Un emboîtement narratif mis en scène dès les premières pages de Sarah, Susanne et l’écrivain, la seconde étant la fictionnalisation de la première, mise en scène par l’alter ego de l’auteur dans un texte qui se construit par bribes sous nos yeux, intitulé La mangeuse de tableau. Abscons? Pour le moins, même si cette sophistication littéraire, non dénuée d’affectation, offre dans sa manière parfois déconcertante de jouer entre les couches de réalité une perspective certes originale, voire ludique, sur la dégringolade affective, psychologique et sociale de la protagoniste.

Il y a, dans cette descente aux enfers, quelques personnages très réussis

Mère de famille animée de velléités artistiques, Sarah-Susanne (car le lecteur en vient vite à confondre ces deux personnages dont les destinées se superposent) prend conscience un beau jour que son mari possède les 75% de leur domicile conjugal. Une répartition inégalitaire qui agit chez elle comme un détonateur, et la pousse à demander à son époux, toujours plus souvent claustré dans sa cave où il s’adonne à de solitaires plaisirs, de remédier à ce patriarcal déséquilibre et de participer plus activement à la vie familiale. Mais comme rien n’y fait, elle tente le tout pour le tout entre la poire et le fromage d’un repas en amoureux, annonçant son départ provisoire. Les effets en seront inattendus.

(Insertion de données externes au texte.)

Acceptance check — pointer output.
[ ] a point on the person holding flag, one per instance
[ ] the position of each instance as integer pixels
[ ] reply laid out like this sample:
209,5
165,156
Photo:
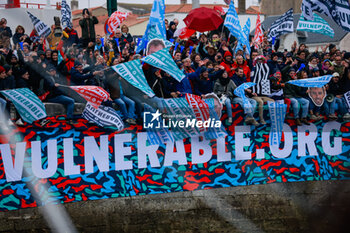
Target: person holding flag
87,25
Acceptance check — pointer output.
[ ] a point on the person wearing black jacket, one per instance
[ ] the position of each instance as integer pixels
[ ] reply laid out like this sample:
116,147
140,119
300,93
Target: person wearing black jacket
115,85
335,98
2,100
77,75
87,25
56,95
296,95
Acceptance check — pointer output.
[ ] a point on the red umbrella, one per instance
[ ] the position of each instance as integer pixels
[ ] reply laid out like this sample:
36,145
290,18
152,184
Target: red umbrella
203,19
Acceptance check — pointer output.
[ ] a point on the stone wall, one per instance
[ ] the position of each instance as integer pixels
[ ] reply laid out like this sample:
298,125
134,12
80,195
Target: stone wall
322,206
278,7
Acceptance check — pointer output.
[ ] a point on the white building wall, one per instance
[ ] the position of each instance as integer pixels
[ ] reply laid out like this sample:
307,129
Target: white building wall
140,28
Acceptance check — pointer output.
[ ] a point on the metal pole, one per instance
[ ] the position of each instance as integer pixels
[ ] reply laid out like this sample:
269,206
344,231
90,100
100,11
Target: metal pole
48,4
195,4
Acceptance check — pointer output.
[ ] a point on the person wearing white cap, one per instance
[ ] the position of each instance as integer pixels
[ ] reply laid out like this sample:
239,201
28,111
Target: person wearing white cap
335,99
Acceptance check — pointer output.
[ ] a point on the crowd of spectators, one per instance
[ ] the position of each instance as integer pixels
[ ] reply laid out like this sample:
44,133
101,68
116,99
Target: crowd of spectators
214,65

Tempête sous un crâne, car le lecteur assiste alors à l’effritement psychique de cette femme bientôt tombée en déréliction, prête à tout pour acquérir un tableau à thème religieux dont elle ambitionnait de faire œuvre romanesque, et qu’elle finira par manger après en avoir écaillé, à l’ongle, toute la couche de peinture. Eucharistie iconographique qui la conduira en hôpital psychiatrique non sans quelques péripéties hautement rocambolesques.

Jeu de miroirs

Car il y a, dans cette descente aux enfers, quelques scènes et personnages très réussis: le docteur en philosophie devenu artiste capillaire d’extrême droite décorant son salon avec le tableau tant convoité, la colocataire au magnétisme libidineux, ce mari à particule capable des plus froids calculs: «Si toutes les femmes qui avaient un cancer du sein s’arrêtaient de travailler pour faire de la poterie, je ne donnerais pas cher de notre économie»…

Le drame ici se nourrit de cocasse, dont le trait parfois appuyé (sexe, bagarre et exaltation) est comme passé au filtre d’une langue soignée, voire précieuse, dans un équilibre qui fait l’intérêt et la drôlerie parfois de ce roman.